Gold fundamental backdrop - Wait and see mode
Over the last week, we have seen the US government has still not put together a fiscal stimulus pattern. This was slightly overshadowed by the recent Brexit shenanigans but this has not had a massive impact on the gold price. The dollar is still pretty much in a sideways trend but there was some strength in the EUR after the ECB meeting this week. Not enough to break the consolidation high as the 1.20 area still looks firm for now. Next week's FOMC meeting is now a huge event, analysts have been debating if the Fed are more likely to signal more support for the economy now it seems the US government is in deadlock over fiscal stimulus talks. Now there has been a change to the inflation target there could be more of an operational explanation to how this system will now work through forward guidance. The other key consideration is what rate of unemployment is acceptable before raising interest rates again and what does the Fed consider to be full employment. Ultimately it will be interesting to see how much the Fed can do before the November election as it would be hard to gauge the market reaction.
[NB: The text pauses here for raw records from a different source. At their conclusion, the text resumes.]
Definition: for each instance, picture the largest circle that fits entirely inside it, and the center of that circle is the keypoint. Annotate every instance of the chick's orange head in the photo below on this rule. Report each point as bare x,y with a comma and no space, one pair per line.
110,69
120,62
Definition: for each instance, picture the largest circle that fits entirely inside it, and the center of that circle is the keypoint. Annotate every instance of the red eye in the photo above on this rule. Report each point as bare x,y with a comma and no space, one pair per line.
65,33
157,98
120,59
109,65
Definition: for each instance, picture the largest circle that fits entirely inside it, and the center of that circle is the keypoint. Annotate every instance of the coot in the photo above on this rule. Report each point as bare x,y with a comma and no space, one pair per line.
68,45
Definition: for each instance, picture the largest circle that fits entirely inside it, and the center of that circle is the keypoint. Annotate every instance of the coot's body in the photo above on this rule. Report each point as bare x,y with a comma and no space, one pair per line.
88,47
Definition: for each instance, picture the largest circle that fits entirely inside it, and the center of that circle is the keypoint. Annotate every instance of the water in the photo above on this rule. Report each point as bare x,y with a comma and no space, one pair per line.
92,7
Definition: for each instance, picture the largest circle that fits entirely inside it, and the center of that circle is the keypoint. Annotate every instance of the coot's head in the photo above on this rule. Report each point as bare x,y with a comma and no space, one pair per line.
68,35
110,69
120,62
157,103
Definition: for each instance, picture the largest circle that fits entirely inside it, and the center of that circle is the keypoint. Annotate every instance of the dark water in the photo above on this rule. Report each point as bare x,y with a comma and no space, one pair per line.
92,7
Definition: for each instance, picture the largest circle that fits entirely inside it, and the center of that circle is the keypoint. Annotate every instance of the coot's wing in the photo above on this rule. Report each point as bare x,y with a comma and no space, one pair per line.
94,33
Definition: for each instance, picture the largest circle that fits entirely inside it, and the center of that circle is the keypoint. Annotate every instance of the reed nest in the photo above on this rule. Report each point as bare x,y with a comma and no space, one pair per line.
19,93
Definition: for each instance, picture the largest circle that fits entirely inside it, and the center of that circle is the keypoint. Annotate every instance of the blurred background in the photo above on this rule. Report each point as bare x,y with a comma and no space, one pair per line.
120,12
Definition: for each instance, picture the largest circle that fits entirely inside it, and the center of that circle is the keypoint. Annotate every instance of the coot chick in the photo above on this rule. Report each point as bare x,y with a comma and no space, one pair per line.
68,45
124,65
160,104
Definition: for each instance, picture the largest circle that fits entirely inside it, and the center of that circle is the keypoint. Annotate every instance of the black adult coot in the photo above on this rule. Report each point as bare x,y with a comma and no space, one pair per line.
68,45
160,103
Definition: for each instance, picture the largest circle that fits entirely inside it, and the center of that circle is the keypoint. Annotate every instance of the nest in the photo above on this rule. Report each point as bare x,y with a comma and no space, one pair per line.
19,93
Gold 4-hour chart - Trendlines and trendlines
The 4-hour chart gives us the best idea about what to expect and look out for next week. The key feature on the chart is the black downward sloping trendline. If the price breaks the level it could increase the likelihood that the recent all-time high could be tested. Beyond this, the blue resistance line at USD 1992.42 per troy ounce is also important. If it breaks then it would create a new wave high which has not been done since the beginning of August. It seems the price has bounced off the aforementioned trendline today (Friday) and this could have bearish implications. On the downside, the next resistance lies at the red line (USD 1914 per troy ounce). If there is a break of the red horizontal line then the bulls could be in trouble and the consolidation low of USD 1863.24 per ounce could be under threat. As this is a long term uptrend the levels on the upside are in focus and the first point of call would be the trendline break.
The week ahead - FOMC meeting is the main event
There are lots of events to look forward to next week and the aforementioned FOMC meeting is the highlight. The Bank of England rate decision is also important but the implications on gold could be limited.
In the early part of the week, Chinese retail sales are expected to come in a -1.4% but and this could be interesting as if there is a beat here it could mean there is more disposable income than analyst had been expecting and longer-term could be bullish for gold. Then the day after it is the US turn but the US retail market is not as mad for gold as the Chinese.
The latest FXStreet poll indicates traders feel like the longer-term outlook is bullish and the price could break back above USD 2k per ounce level once again. In the medium term, the pollsters feel the price will continue to move sideways. This is pretty much consistent with the theme in the market. The price is in a firm uptrend on the higher timeframes but at the moment the commodity is in a consolidation period.